What Happens to Your Audiobook Between the Booth and Your Inbox

Apr 24

A look at the seven phases of production behind every finished hour of audio, and where you come in at the end.

My audiobook narration FAQ says approximately six hours of work for every finished hour of audio. Let’s walk through what those six hours actually mean.

Maybe you’re considering hiring me. Maybe you already have and want to understand what’s happening on my side. Either way, this is the full picture. No phase skipped and nothing hidden.

The short version: a finished audiobook is the output of a multi-pass process. I narrate. I self-proofread the audio against your manuscript and re-record the corrections.

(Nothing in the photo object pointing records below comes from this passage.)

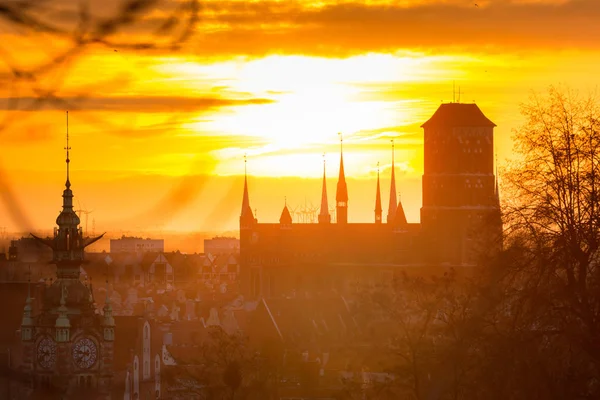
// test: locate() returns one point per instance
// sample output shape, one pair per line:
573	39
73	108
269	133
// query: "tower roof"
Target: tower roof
246	210
286	217
400	218
457	115
324	214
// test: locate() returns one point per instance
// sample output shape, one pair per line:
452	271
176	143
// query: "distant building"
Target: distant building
221	245
130	244
66	343
460	215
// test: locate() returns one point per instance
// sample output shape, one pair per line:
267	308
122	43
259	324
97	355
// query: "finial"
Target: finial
453	91
29	283
62	294
67	148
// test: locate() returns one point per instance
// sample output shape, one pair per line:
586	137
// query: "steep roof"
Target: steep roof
458	115
126	335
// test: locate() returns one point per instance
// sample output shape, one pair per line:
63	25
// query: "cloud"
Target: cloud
352	28
129	104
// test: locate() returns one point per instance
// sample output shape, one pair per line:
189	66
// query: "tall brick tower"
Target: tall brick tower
68	346
460	199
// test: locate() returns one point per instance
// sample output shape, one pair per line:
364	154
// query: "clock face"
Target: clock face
46	353
84	353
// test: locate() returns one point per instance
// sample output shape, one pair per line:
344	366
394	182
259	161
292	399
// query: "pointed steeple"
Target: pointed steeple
27	320
378	209
392	208
341	195
108	317
286	218
246	216
400	218
324	217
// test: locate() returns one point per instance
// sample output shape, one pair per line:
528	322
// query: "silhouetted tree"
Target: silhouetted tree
222	366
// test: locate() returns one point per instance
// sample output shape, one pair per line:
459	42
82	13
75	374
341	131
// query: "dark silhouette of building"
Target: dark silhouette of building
67	347
460	201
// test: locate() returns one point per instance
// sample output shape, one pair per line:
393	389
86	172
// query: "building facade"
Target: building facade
460	208
67	347
130	244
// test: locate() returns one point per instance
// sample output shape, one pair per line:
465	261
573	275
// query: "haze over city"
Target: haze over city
299	200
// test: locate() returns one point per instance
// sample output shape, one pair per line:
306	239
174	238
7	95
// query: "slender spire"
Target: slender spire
378	209
62	320
67	148
246	214
393	205
400	218
27	320
324	216
497	189
342	189
108	318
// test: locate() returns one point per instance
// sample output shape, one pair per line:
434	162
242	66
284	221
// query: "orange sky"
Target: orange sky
158	137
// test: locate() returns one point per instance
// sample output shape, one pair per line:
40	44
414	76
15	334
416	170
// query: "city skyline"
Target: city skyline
162	127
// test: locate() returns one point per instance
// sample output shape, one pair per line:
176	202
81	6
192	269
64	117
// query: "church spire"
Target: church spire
341	196
27	320
496	188
108	317
68	243
67	148
246	217
378	209
393	199
324	217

I edit and master through a custom processing stack I built with a professional audio engineer. A dedicated proofer compares the audio against your manuscript word by word for accuracy, pacing, pronunciation, and character voice consistency. Then I record final pickups, remaster, and you get the final review. Each phase exists for a specific reason, and understanding those reasons makes the whole process easier to navigate, especially when it’s time for your own review at the end.

Phase 1: Prep Read

Before I record a word, I read your full manuscript. Not skim, read. This is where I plan character voices, research pronunciations, internalize the emotional arc, and flag every word I’ll need to confirm with you before recording.

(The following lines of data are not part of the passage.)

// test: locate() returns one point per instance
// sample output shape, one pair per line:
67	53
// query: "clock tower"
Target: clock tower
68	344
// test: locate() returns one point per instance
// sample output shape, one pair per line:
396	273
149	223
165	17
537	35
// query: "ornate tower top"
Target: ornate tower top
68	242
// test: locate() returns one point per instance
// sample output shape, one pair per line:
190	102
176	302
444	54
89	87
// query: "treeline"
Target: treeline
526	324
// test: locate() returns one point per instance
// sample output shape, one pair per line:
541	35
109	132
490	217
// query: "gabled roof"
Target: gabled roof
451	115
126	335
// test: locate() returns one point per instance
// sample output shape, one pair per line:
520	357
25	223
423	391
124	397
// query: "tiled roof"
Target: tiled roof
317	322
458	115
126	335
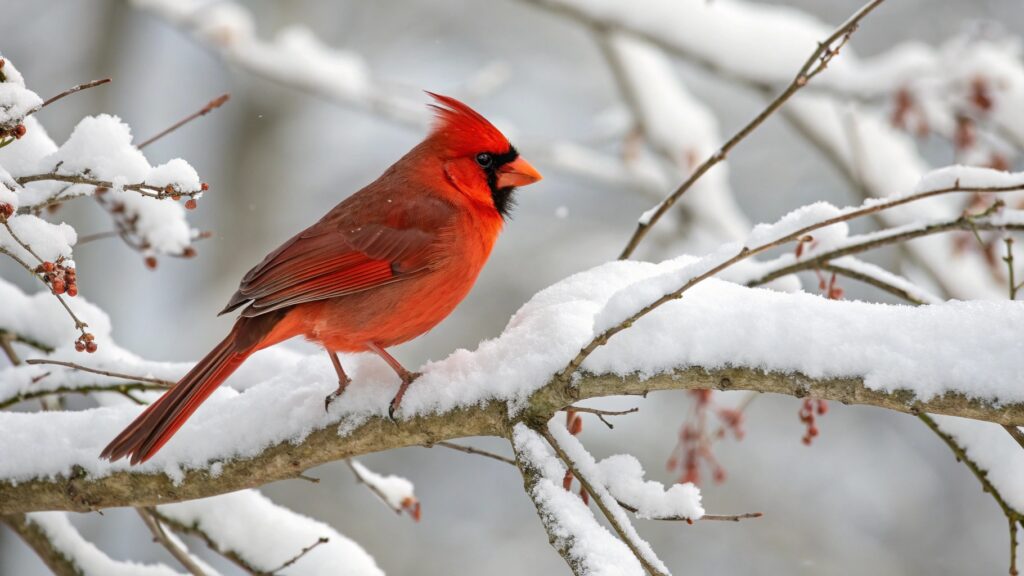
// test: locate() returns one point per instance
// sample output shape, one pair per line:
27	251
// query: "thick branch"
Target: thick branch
287	460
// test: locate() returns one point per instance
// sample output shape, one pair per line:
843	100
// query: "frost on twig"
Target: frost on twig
67	552
587	546
262	537
394	491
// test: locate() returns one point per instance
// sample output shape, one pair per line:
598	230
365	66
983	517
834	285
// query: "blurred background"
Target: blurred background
877	492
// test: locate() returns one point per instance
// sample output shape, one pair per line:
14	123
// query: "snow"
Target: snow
101	148
684	130
623	476
799	219
396	491
16	101
927	350
969	176
993	450
584	463
873	271
594	550
47	240
90	560
267	535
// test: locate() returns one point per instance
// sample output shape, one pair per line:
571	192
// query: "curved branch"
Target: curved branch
886	238
288	460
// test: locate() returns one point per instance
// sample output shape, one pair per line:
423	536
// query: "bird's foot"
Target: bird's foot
342	384
407	378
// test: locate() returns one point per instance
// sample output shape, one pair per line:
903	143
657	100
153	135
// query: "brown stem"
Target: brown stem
148	516
210	107
816	64
74	89
160	383
747	252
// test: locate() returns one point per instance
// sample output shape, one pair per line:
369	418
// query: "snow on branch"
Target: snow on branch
66	552
587	546
264	538
394	491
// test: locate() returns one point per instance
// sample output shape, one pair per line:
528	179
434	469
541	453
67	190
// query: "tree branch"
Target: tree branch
40	542
816	64
287	460
148	516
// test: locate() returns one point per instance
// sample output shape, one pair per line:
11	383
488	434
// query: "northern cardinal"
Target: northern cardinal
383	266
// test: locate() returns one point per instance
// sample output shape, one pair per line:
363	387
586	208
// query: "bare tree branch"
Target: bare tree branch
40	542
148	516
74	89
286	460
815	65
158	382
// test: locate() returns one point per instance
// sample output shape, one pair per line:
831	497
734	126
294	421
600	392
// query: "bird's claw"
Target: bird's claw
407	379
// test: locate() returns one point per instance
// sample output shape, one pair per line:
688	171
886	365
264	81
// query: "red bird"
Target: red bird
383	266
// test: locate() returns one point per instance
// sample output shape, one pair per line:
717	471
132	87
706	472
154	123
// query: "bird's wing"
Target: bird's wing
335	256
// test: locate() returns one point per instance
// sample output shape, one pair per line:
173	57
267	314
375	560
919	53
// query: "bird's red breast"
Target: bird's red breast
393	259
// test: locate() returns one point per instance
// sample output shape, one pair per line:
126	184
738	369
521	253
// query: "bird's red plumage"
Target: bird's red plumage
383	266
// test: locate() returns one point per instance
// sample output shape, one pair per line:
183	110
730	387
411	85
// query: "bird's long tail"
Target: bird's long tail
161	420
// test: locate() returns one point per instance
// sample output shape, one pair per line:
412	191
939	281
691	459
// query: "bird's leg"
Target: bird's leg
406	375
343	380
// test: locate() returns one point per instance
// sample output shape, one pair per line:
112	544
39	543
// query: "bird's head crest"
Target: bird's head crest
463	128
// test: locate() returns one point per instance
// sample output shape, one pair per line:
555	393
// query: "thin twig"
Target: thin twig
195	530
709	518
747	252
1016	433
8	350
152	191
816	64
880	239
78	88
1013	517
602	413
98	236
373	488
158	381
150	519
302	552
872	281
471	450
79	325
124	389
210	107
604	506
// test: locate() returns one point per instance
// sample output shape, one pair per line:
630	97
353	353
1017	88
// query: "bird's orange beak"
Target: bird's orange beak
516	173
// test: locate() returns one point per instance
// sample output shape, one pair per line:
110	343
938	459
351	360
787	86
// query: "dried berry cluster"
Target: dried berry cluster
61	278
86	342
574	423
808	415
127	224
696	443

For speculative fiction, the flag list gets long. Invented names, worldbuilding terminology, phonetic spellings that don’t map to standard English phonics, and incantations or spell words. All of it needs to be confirmed against your vision before I step into the booth. This is why the pronunciation guide matters so much and why authors who provide a thorough one protect their own story. A narrator guessing at a name is a narrator who introduces errors that the proofer has to catch later, stretching the production timeline. A narrator with a clear guide ideally gets it right the first time.

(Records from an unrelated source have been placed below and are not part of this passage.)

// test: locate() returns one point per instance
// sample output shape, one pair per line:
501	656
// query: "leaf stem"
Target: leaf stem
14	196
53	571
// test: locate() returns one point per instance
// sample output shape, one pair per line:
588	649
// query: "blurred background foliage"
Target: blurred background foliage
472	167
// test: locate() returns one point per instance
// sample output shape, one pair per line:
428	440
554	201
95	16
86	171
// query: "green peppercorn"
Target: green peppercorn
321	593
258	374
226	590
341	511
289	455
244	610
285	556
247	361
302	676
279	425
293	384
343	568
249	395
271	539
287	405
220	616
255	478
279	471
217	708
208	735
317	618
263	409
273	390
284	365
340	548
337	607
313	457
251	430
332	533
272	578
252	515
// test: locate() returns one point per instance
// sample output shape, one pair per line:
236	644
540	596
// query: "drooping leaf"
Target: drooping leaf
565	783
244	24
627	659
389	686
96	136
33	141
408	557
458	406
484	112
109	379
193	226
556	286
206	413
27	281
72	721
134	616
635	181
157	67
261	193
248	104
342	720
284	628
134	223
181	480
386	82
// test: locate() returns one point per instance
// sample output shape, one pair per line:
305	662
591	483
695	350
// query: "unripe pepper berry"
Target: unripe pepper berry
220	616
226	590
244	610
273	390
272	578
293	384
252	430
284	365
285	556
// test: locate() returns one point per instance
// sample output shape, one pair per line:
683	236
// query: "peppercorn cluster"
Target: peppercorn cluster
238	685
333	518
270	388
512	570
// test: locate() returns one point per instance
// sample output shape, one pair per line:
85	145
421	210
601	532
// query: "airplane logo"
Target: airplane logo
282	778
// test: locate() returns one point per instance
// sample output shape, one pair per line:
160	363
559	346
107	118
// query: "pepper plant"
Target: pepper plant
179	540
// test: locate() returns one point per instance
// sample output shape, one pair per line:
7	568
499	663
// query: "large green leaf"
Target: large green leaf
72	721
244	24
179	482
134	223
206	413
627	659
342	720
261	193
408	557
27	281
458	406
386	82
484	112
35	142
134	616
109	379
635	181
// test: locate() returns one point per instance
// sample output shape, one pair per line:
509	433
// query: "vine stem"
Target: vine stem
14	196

My book editing background sharpens this prep read. I notice continuity threads, dialogue patterns, and character voice consistency markers that shape how I’ll perform your book, even though the manuscript itself is locked at this point.

Phase 2: Recording

I record continuously and use a finger snap to mark retake points. When I catch a mistake mid-read, I snap my fingers to mark my place in the recording, start again from a clean point, and continue. (Some narrators use a dog clicker for the same purpose; I use my hands.) This way, marking a retake doesn’t pull me out of the emotional state of the scene, and I know exactly where to pick up again as cleanly as if I’d done punch-and-roll. The listener never hears the retakes. When I get to editing, the snap tells me exactly where to cut, and the corrected take is already there waiting.

Narration is cognitively expensive. I’m reading ahead, performing the current line, keeping each character’s voice consistent, managing my breath, landing the right pronunciation, and saying exactly the word on the page. Even experienced narrators produce several misreads per finished hour, because sometimes your brain auto-completes a grammatically plausible word that isn’t the one on the page. This is the cognitive reality of the work. The production pipeline exists specifically to catch and correct these.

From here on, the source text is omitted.